The situation is richly ironic.
It's problem that Christians have a problem with that. It's hopeless trying to explain to indoctrinated Christian adults that Christian doctrine is interfused with justification of worldly power and the mental mind set that allows people to be controlled by established authority.
By EricPH
#435231
Pattern-chaser wrote: February 15th, 2023, 9:34 am
EricPH wrote: February 15th, 2023, 9:09 am Logic says either there is a God who has the knowledge and power to create everything, or there is no God. You could be a hundred percent right or wrong on the flip of a coin.
IME, binary thinking like this is almost always mistaken, and a mistake. You have — unknowingly, I assume — ignored other possibilities, perhaps many of them?
The thread asks, 'how do I understand the idea of God'? And I replied as above.

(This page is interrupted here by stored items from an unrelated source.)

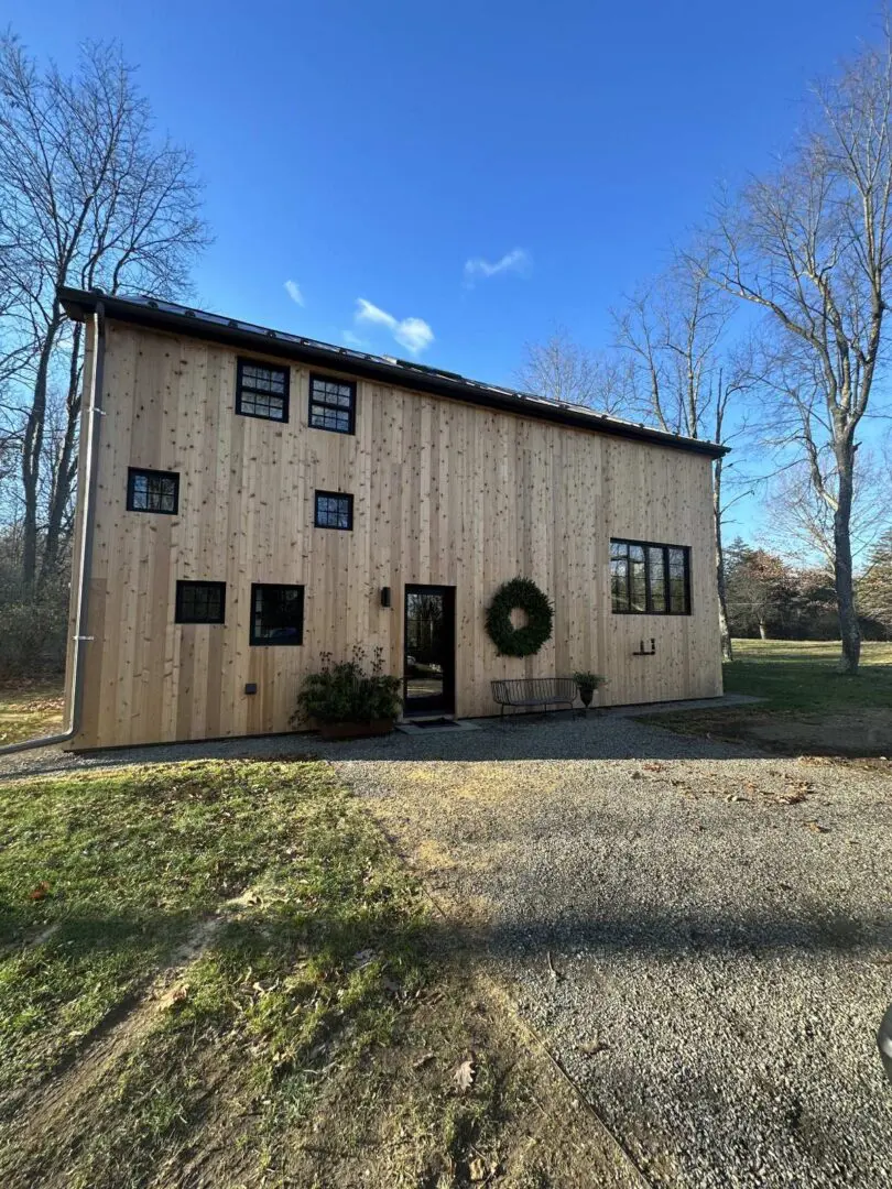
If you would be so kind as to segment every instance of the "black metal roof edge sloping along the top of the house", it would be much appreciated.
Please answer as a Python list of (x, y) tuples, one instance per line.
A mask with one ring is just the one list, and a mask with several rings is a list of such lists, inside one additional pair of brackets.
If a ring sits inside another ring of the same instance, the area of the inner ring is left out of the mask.
[(635, 441), (692, 451), (710, 458), (721, 458), (728, 453), (727, 446), (717, 446), (715, 442), (697, 438), (683, 438), (680, 434), (667, 434), (661, 429), (652, 429), (649, 426), (623, 421), (620, 417), (609, 417), (607, 414), (595, 413), (578, 404), (549, 401), (532, 392), (520, 392), (497, 384), (467, 379), (457, 372), (440, 371), (391, 356), (373, 356), (364, 351), (353, 351), (351, 347), (338, 347), (316, 339), (304, 339), (285, 331), (271, 331), (252, 322), (241, 322), (222, 314), (208, 314), (206, 310), (153, 297), (111, 297), (100, 290), (87, 292), (82, 289), (67, 288), (58, 290), (58, 297), (65, 313), (76, 321), (83, 321), (96, 309), (98, 303), (102, 302), (106, 316), (118, 322), (133, 322), (156, 331), (170, 331), (194, 339), (221, 342), (241, 351), (255, 351), (316, 367), (329, 367), (348, 376), (409, 388), (419, 392), (431, 392), (434, 396), (446, 396), (453, 401), (465, 401), (523, 417), (554, 421), (576, 429), (589, 429), (615, 438), (632, 438)]

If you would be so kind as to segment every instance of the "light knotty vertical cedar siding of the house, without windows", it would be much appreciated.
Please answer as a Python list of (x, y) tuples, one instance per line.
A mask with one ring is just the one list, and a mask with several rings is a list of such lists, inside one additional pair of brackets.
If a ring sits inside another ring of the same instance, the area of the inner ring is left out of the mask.
[[(106, 338), (75, 747), (287, 731), (320, 652), (381, 644), (402, 673), (407, 583), (456, 587), (460, 716), (495, 711), (494, 678), (577, 668), (607, 674), (604, 704), (721, 693), (708, 457), (366, 380), (354, 435), (310, 429), (302, 365), (287, 424), (244, 417), (233, 350), (113, 321)], [(180, 473), (176, 516), (126, 511), (130, 466)], [(314, 527), (316, 489), (353, 495), (352, 531)], [(613, 615), (611, 536), (690, 546), (692, 615)], [(522, 660), (484, 627), (516, 574), (555, 605)], [(225, 581), (225, 625), (174, 623), (177, 579)], [(249, 644), (252, 583), (306, 587), (302, 647)], [(634, 656), (652, 636), (657, 654)]]

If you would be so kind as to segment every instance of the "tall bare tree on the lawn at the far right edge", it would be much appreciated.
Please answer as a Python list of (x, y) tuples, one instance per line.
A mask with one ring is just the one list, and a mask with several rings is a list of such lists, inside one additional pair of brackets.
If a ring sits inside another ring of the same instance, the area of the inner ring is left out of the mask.
[[(709, 276), (762, 309), (798, 383), (777, 390), (785, 448), (833, 517), (840, 668), (856, 673), (852, 511), (858, 433), (881, 365), (892, 213), (892, 38), (814, 92), (786, 158), (715, 214)], [(833, 459), (833, 487), (825, 457)]]

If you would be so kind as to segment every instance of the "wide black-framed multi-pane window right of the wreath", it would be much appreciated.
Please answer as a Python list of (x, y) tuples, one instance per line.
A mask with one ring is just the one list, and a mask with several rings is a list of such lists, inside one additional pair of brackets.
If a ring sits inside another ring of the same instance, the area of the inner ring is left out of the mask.
[(610, 594), (617, 615), (690, 615), (691, 551), (611, 541)]

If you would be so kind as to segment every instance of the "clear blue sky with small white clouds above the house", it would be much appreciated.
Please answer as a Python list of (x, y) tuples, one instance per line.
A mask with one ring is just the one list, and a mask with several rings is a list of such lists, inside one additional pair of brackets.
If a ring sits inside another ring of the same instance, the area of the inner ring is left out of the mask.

My understanding of 'One God' is that we are all created and loved by the same God, the same God hears all our prayers despite our differences. We have a duty to care for all of God's creation, and that has to mean, caring for each other despite all our differences.

The problem with too many gods, means we are separated from each other. This is not an option I can sign up to.
By EricPH
#435232
Belindi wrote: February 16th, 2023, 2:23 pm It's problem that Christians have a problem with that. It's hopeless trying to explain to indoctrinated Christian adults that Christian doctrine is interfused with justification of worldly power and the mental mind set that allows people to be controlled by established authority.
Jesus was against worldly power. He came to serve others, rather than to be served. Should you judge Christianity by the people who observe the teachings of Jesus. Or do you judge the morality of Christianity by the Christians who break the rules?
User avatar
By Bahman
#435238
JackDaydream wrote: January 14th, 2023, 2:28 pm I am writing this thread because often in discussions there is a lack of clarity over who or what 'God' is conceptualized. Also, I have been reading 'Philosophy Now' (October/November 2022), which has a number of articles on the God in philosophy.

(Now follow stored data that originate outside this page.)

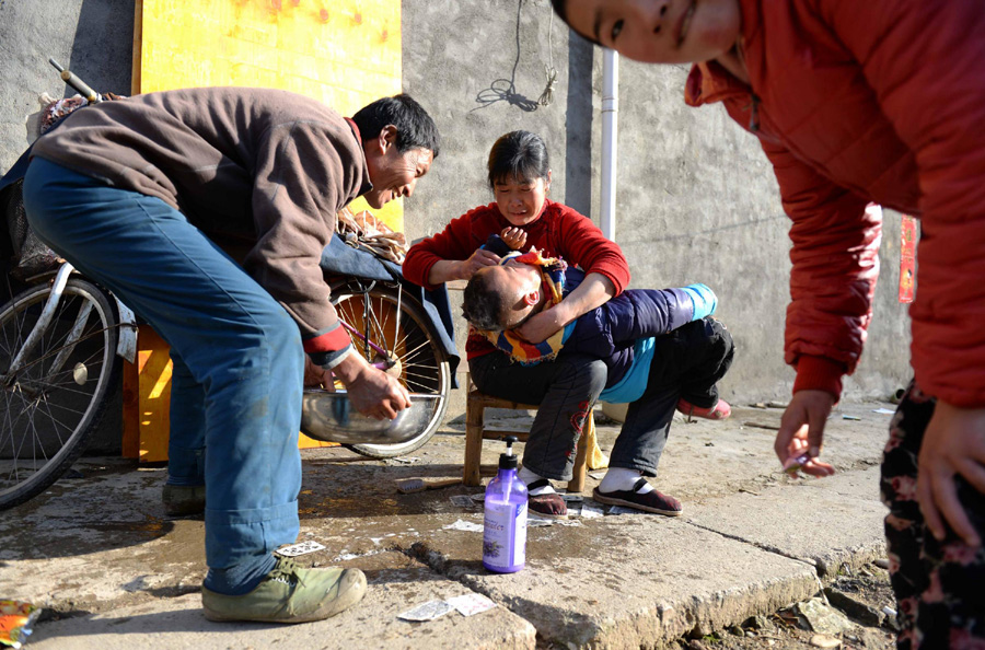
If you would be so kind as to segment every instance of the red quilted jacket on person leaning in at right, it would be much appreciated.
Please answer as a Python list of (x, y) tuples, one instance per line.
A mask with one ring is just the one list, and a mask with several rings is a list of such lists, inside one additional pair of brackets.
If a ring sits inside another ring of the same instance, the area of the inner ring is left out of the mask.
[(928, 393), (985, 405), (985, 10), (974, 0), (740, 0), (750, 84), (715, 62), (686, 101), (723, 102), (773, 162), (793, 270), (795, 391), (841, 392), (871, 317), (874, 201), (922, 219), (912, 362)]

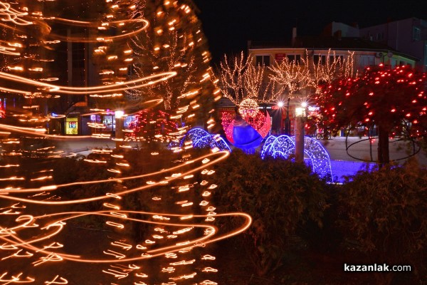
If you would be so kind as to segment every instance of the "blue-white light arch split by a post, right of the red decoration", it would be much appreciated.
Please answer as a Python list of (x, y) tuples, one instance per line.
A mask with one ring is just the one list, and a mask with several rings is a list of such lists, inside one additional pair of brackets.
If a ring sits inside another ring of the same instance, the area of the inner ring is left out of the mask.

One writer, Benedict O'Connell, in an article, 'God and Humility' points to the limitation of knowledge about God.He says, 'In stating that "God exists", we are professing something that only a being like God, who is omniscient could know.' O'Connell draws upon the Medieval theologian, Saint Anselm of Canterbury, of God being 'ineffable, and the argument that the nature of God cannot be communicated.

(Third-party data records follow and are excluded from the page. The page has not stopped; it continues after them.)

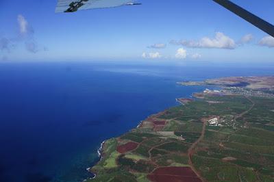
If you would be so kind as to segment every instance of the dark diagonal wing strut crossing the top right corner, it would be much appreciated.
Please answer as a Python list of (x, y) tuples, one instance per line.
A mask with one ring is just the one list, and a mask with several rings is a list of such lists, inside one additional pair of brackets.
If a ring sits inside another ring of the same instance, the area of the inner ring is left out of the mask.
[(215, 1), (216, 3), (219, 3), (219, 5), (222, 5), (224, 8), (227, 8), (227, 10), (234, 12), (234, 14), (240, 16), (241, 18), (244, 18), (249, 23), (253, 24), (254, 26), (261, 29), (262, 31), (274, 37), (274, 26), (271, 23), (264, 21), (262, 18), (256, 16), (255, 14), (252, 14), (251, 12), (248, 12), (247, 10), (241, 8), (235, 3), (232, 3), (232, 1), (229, 1), (229, 0), (213, 0), (213, 1)]

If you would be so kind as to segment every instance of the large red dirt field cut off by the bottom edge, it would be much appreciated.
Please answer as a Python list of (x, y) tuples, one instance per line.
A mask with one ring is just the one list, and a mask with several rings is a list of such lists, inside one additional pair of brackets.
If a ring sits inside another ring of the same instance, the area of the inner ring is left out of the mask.
[(201, 179), (189, 167), (158, 168), (147, 177), (154, 182), (201, 182)]

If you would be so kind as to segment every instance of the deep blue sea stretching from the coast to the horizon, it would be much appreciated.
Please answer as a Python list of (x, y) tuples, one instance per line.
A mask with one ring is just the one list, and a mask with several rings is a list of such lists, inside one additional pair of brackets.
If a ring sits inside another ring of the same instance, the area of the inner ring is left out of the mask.
[(82, 181), (103, 140), (205, 89), (176, 81), (274, 73), (210, 66), (1, 63), (0, 181)]

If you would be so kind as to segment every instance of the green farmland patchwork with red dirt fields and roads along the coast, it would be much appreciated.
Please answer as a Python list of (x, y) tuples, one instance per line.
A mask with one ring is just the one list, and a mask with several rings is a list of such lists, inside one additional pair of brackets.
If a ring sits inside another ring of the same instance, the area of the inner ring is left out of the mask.
[(273, 138), (273, 98), (203, 93), (107, 140), (87, 181), (274, 181)]

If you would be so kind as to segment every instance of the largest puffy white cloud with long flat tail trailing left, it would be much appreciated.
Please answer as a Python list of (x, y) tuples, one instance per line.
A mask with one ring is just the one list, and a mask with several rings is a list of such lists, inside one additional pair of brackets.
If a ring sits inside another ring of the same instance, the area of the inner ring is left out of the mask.
[(183, 45), (191, 48), (218, 48), (218, 49), (235, 49), (236, 43), (232, 38), (225, 36), (221, 32), (216, 32), (214, 38), (204, 37), (201, 40), (172, 40), (171, 44)]

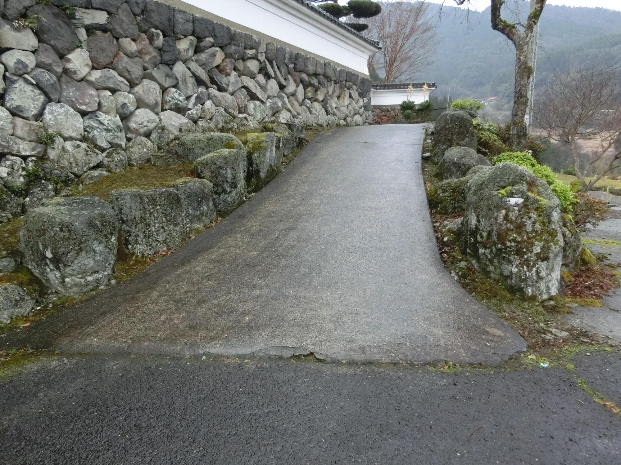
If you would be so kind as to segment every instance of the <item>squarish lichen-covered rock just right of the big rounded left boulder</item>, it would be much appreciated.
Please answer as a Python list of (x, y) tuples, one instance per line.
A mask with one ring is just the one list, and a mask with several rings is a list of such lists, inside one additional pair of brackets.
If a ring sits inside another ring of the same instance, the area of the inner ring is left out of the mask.
[(116, 190), (110, 193), (124, 236), (124, 246), (136, 255), (153, 255), (183, 244), (189, 233), (181, 195), (172, 189)]

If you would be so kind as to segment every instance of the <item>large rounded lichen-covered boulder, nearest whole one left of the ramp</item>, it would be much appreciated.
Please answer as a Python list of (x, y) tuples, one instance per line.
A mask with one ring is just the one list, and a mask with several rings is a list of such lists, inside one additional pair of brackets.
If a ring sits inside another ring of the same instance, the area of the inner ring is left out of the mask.
[(19, 233), (22, 262), (48, 288), (76, 296), (112, 273), (119, 224), (97, 197), (57, 197), (29, 211)]

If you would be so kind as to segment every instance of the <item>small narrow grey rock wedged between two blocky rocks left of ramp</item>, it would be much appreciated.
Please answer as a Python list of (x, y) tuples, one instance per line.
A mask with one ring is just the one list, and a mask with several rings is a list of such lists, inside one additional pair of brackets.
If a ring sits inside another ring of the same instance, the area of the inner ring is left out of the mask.
[(186, 177), (171, 185), (181, 196), (190, 228), (204, 228), (215, 220), (213, 186), (206, 179)]

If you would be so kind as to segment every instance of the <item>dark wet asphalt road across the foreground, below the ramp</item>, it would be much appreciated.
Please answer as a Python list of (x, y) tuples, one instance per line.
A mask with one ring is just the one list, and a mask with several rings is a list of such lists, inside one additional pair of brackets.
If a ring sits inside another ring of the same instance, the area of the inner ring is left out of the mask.
[[(619, 356), (576, 371), (619, 398)], [(569, 371), (75, 356), (0, 378), (0, 462), (619, 464), (621, 417)]]

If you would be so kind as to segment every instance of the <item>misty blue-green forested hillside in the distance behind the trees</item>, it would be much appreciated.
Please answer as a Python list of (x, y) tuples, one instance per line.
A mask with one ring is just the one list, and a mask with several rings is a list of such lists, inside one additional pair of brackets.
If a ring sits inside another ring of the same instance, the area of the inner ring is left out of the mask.
[[(448, 2), (447, 2), (448, 4)], [(524, 17), (528, 2), (520, 2)], [(486, 113), (502, 122), (509, 116), (515, 52), (505, 37), (491, 29), (489, 8), (468, 12), (432, 4), (436, 23), (435, 63), (401, 81), (435, 81), (434, 97), (499, 97)], [(535, 85), (541, 89), (551, 74), (571, 66), (621, 66), (621, 12), (604, 8), (548, 5), (540, 25)]]

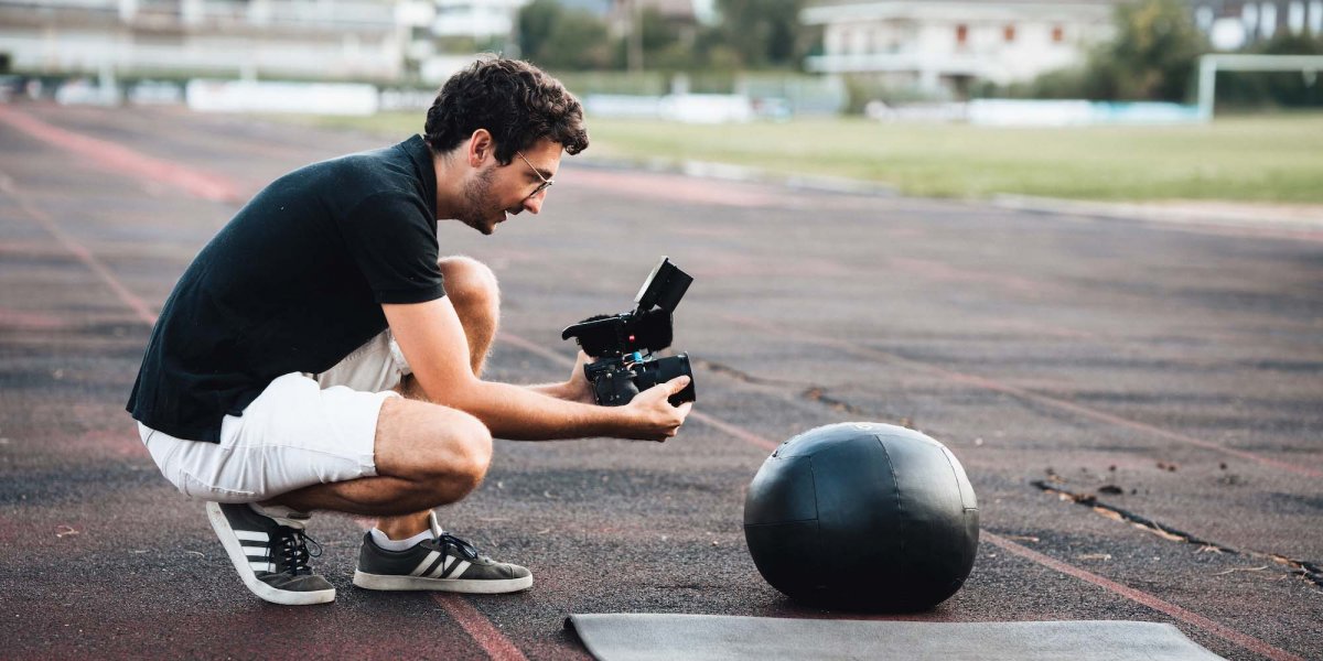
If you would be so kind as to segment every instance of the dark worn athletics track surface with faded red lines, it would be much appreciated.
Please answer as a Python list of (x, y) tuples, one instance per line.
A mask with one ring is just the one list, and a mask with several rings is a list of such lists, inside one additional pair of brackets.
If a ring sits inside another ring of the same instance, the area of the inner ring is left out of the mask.
[(441, 518), (528, 566), (531, 591), (357, 590), (366, 522), (319, 514), (336, 602), (259, 602), (123, 405), (156, 311), (247, 197), (390, 141), (0, 106), (0, 656), (581, 658), (576, 612), (897, 617), (787, 600), (741, 529), (777, 443), (877, 420), (946, 443), (982, 506), (964, 588), (901, 617), (1147, 620), (1228, 658), (1323, 658), (1323, 231), (574, 157), (540, 215), (492, 237), (441, 225), (443, 251), (501, 282), (488, 377), (564, 378), (561, 328), (627, 309), (664, 254), (696, 278), (675, 342), (695, 416), (665, 444), (497, 440), (483, 486)]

One other aspect of exploration is the difference between a belief in a personal God who has an intimate relationship with individual human beings and of Deism. In 'Deism: Traditional & Contemporary', Robert Griffiths argues that, 'Deism is belief in the existence of a creator God who does not interfere in the universe, and in particular, in the lives of people.' He suggests that the potential audience attracted towards this philosophy position in the current time may be 'Christians and other religious people who are becoming confused or alienated by doctrinal disputes and are instead looking for a rationally simple "core" to their beliefs.'

The idea of God is a big topic, but I am trying to keep the outpost fairly short. As I am asking you about your view my own is, in summary, that the idea of God is about whatever source of life comes from, including mind and matter. However, I am not sure that this implies any disembodied being as such, separate from nature and emergent consciousness. The various images of God, as deities, are the symbolic ways of seeing the underlying nature of reality. Both theism, atheism are human constructs. I am not sure that the split between theism and deism works fully because it seems to split off the past from the ongoing processes of unfolding of consciousness and life experiences and interpretation of such experiences. Deism may work if it involves a God. What are your own thoughts on the concept of God?
To me, God is the creator. Plain and simple. People have all different sorts of concepts of God such as the highest imaginable thing, etc. trying to make an argument for His existence but at the end of the day, they have to show the concept of God that they accepted and argue in His favor is in fact the creator.